For the first time since the iPhone’s introduction over a decade ago, Apple’s profits faced a downturn in a holiday quarter. Slightly above the lowered estimations of $84 billion (earlier, it was $89-93 billion), the company reported revenue of $84.3 billion in first quarterly earnings call — a 5 percent decline from the same quarter a year ago.

More importantly, revenue from the category where Apple makes most of its money — the iPhone fell by a staggering 15 percent. Cook cited strong US dollar which led to high prices in several countries, its damage-control battery program (paired with iOS 12’s optimizations) which ended up severely affecting upgrades, China-US trade tensions among a few others. But the simple, hard truth is and I’m sure we’ve all heard this before — people aren’t buying enough phones anymore. Smartphone sales have stagnated and even plummeted dramatically across the globe. The region where the market has shown an uptick, India, the average smartphone price is about $200 which is nearly four times less than Apple’s most affordable new iPhone. However, Apple, for the past year, has scrambled in an effort to prepare for the day these losses will be even worse. And that shows in its Q1 results as a bright silver lining. While the company’s most lucrative lineup shows signs of a slump, its services and other hardware products have flourished.

iPad revenues are up 17 percent, Mac has grown by 9 percent, wearables, home, accessories showed a 33 percent growth, and lastly, income from its suite of services has soared by more than 19 percent. Together as well as individually, they have produced a record-quarter for Apple’s business outside of the iPhone. That’s not all. Apple’s host of services have witnessed a tremendous surge in the number of users and sales. Apple Pay witnessed double the amount of transactions (over $1.8 billion) it did in the first quarter of 2018, Apple News set a new benchmark across the news aggregator industry with more than 85 million active users, Apple Music had its most fruitful three months crossing the 50 million paid subscriber mark, and much more.

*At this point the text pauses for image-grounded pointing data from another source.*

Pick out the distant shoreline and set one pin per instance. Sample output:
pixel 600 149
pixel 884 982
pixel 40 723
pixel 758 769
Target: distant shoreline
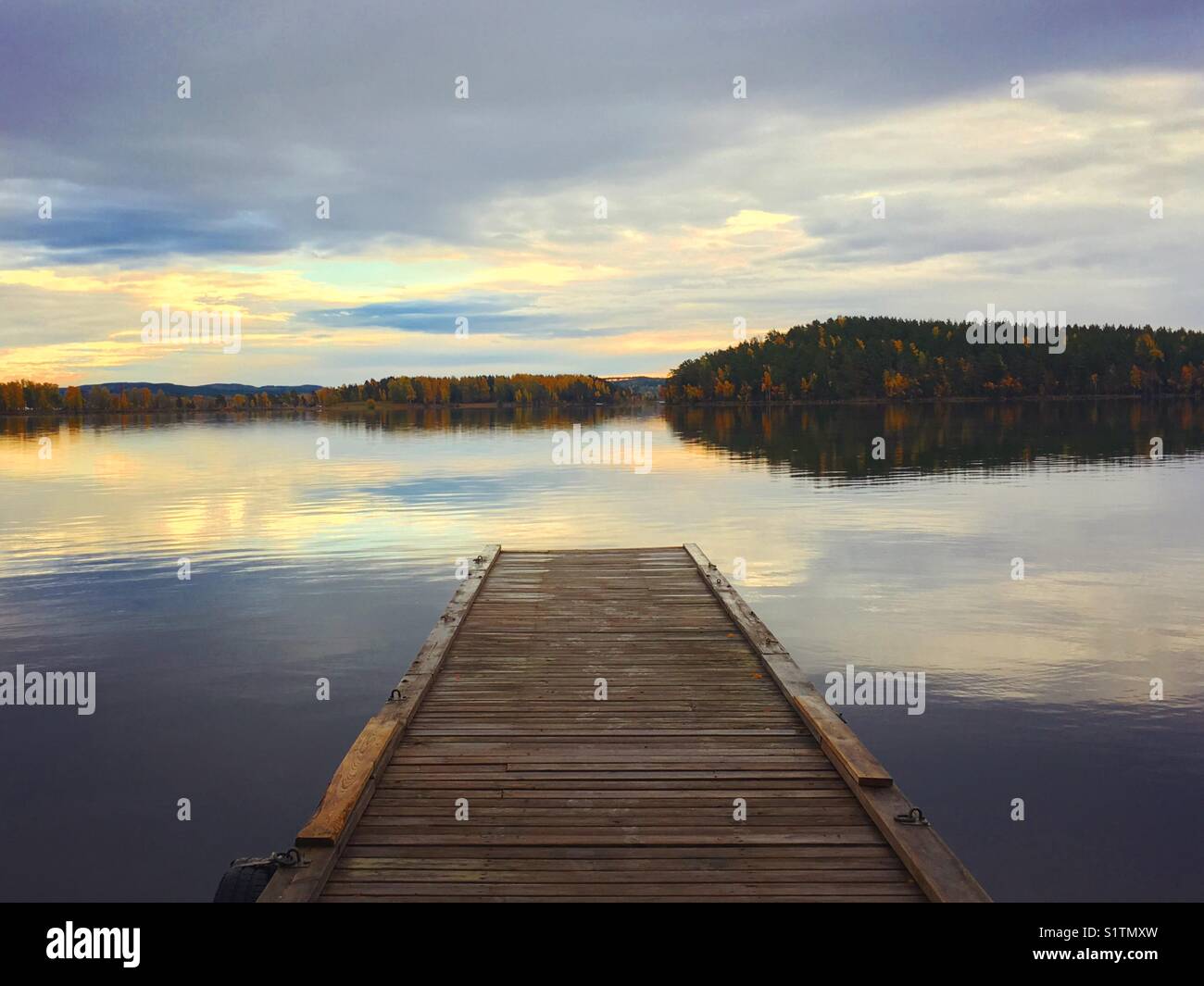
pixel 362 407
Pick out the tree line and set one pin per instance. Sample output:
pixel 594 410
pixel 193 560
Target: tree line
pixel 28 395
pixel 887 357
pixel 518 389
pixel 528 389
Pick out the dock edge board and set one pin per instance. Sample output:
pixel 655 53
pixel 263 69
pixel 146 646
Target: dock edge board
pixel 935 868
pixel 321 840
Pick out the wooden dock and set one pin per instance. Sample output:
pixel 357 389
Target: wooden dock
pixel 496 770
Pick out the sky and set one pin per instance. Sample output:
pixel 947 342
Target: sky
pixel 607 199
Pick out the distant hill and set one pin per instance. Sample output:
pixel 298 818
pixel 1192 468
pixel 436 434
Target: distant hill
pixel 648 387
pixel 205 390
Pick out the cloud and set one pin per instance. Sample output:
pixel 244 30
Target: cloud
pixel 718 208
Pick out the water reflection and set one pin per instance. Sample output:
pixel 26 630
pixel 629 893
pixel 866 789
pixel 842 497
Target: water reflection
pixel 306 568
pixel 834 442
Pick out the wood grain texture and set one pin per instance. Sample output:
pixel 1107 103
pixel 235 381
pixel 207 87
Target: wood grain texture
pixel 633 797
pixel 347 794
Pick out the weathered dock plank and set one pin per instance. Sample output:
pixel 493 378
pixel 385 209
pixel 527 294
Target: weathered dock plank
pixel 570 796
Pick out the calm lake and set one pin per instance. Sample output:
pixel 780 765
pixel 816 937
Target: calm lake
pixel 304 568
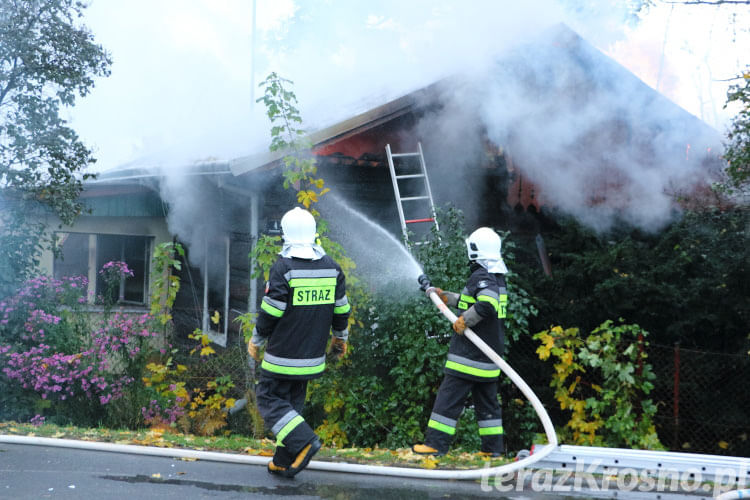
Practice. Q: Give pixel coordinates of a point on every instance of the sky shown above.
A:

For perspective, here’s an interesting nugget of information from the call — Apple Pay had more activations in its first week of Germany than Android Pay did in the entire year. The reason why services stand today as one of the most critical pillars in any technology company’s roadmap is that unlike categories like phones, they are not perishable. Maybe a couple of years down the road, most people might stop buying phones altogether but they will undoubtedly continue to invest in music and video streaming platforms, apps, in-app purchases, digital payments, you get the idea. In addition, to further highlight how services will fill the void poor iPhone sales have left, Apple for the first time, reported its margin — a whopping 62.2%. The company has been consistently strengthening its position in the services market with a series of launches and the previous quarters are living proof of that. Both Q2 and Q3 2018 were record-breaking periods of Apple’s services division too. It’s forecasted to reach $14 billion by next year and I’ve little doubt Apple will fall short of that goal. Moreover, Apple is planning to introduce a bunch of new services this year as well. A few reports suggest the company will announce a new video streaming platform for housing its range of original content and possibly, a gaming service too for rivaling the likes of Twitch and YouTube Gaming.

Of course, Apple won’t leave the iPhone to die. That is still its biggest revenue-generating source and it will be a while before any of its other divisions will catch up to that level. To ensure it doesn’t face a crisis in the meantime, Apple says it will be adjusting iPhone pricing for countries where the weakened foreign currency has led the iPhone’s costs to skyrocket. India will especially witness an aggressive strategy from Apple with plans to manufacture its highest-end phones locally, bring first-party stores, and much more.